## HY425: Computer Systems Architecture

Homework Problem Set 3 Assignment: Wednesday 04/12/2013 Due: Friday 13/12/2013 23:59:59

**Instructions:** Solve all problems in a .pdf file and send them via e-mail to Vaggelis Vasilakis (vvasil@csd.uoc.gr). **Use the subject: HY425 - Homework 3** 

## Problem 1 (100 points)

The following code is known as the DAXPY loop (Double-precision AX Plus Y) from the BLAS package (**B**asic **L**inear **A**lgebra **S**ubprograms), where **x** and **y** are arrays of doubles and **a** is a double:

for ( i=0 ; i<N ; i++ ){
 y[i] = a \* x[i] + y[i];
}</pre>

Assume that our compiler has generated the following RISC assembly code: [note: R1 keeps **x**[] index, R2 keeps **y**[] index, R4 keeps **x**[N-1] index, **F0** keeps **a**]

|       | Instruction      | Notes                                 |
|-------|------------------|---------------------------------------|
| Loop: | LD F2, 0(R1)     | Load <b>x[i]</b> into <b>F2</b>       |
|       | MULTD F4, F2, F0 | Put <b>a*x[i]</b> into <b>F4</b>      |
|       | LD F6, 0(R2)     | load y[i] into F6                     |
|       | ADDD F6, F4, F6  | Put <b>a*x[i]+y[i]</b> into <b>F6</b> |
|       | SD F6, 0(R2)     | Store <b>F6</b> into <b>y[i]</b>      |
|       | ADDI R1, R1, 8   | Increment <b>x</b> index (R1)         |
|       | ADDI R2, R2, 8   | Increment y index (R2)                |
|       | SGT R3, R1, R4   | Test if loop done                     |
|       | BEQZ R3, Loop    | Loop if not done                      |
|       | NOP              | Branch delay slot                     |

Further assume the following latencies of a typical 5-stage in-order pipelined RISC processor (IF, ID, EX, MEM, WB) and that by passing is applied whenever possible:

| Operation(s) | Stage | Latency (cycles) |
|--------------|-------|------------------|
| All Integer  | EX    | 1                |
| LD           | MEM   | 2                |
| SD           | MEM   | 1                |
| ADDD         | EX    | 3                |
| MULTD        | EX    | 6                |

**i)** Show how the RISC processor would execute each loop iteration (indicate stalls) and calculate the total number of cycles required to run 100 iterations of the loop.
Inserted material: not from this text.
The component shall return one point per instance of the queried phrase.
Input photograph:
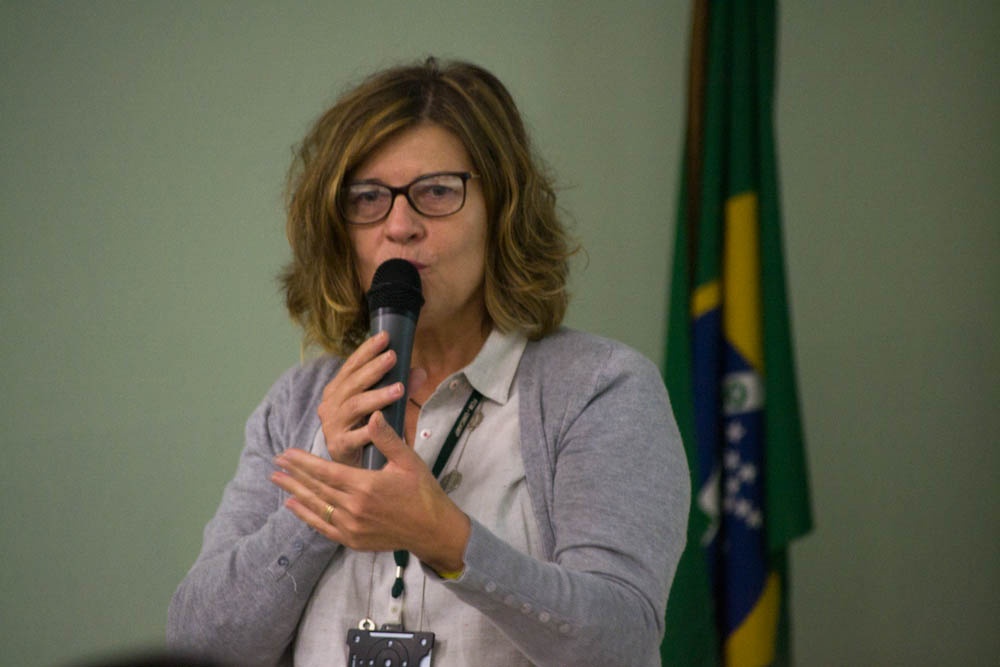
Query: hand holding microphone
(394, 302)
**ii)** Try to rearrange the instructions in order to reduce the number of stalls and then calculate the total number of cycles required to run 100 iterations of the loop. Compare the performance now with (i).
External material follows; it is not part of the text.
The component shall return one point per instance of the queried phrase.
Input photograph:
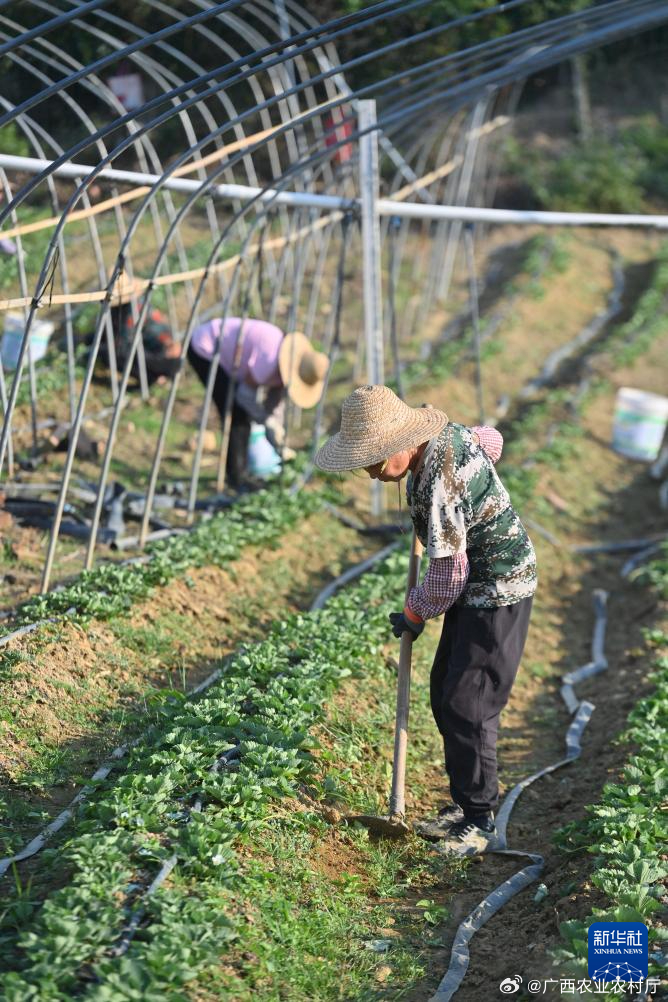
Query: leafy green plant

**iii)** Loop-unroll as many iterations needed, in order to reduce the number of stalls and then calculate the total number of cycles required to run 100 iterations of the loop. Compare the performance now with (i) and (ii).

**iv)** Apply the technique of software pipelining and then calculate the total number of cycles required to run 100 iterations of the loop. Compare the performance now with (i) ,(ii) and (iii).Do not forget the startup and cleanup code!

## Now assume a VLIW processor that can issue two memory references, two FP operations, and one integer operation or branch in every clock cycle. Further assume the same operation latencies with the RISC processor above and that you have infinite registers.

**v)** Show how the code that you generated in (iii) would run in the VLIW processor and then calculate the total number of cycles required to run 100 iterations of the loop. Compare the performance now with (iii) and (iv).

**vi)** Show how the code that you generated in (iv) would run in the VLIW processor then calculate the total number of cycles required to run 100 iterations of the loop. Compare the performance now with (iii) ,(iv) and (v).

**vii)** Loop-unroll as many iterations needed, in order to reduce the number of stalls and keep the VLIW pipeline utilized, then calculate the total number of cycles required to run 100 iterations of the loop. Compare the performance now with (iii) ,(iv) ,(v) and (vi).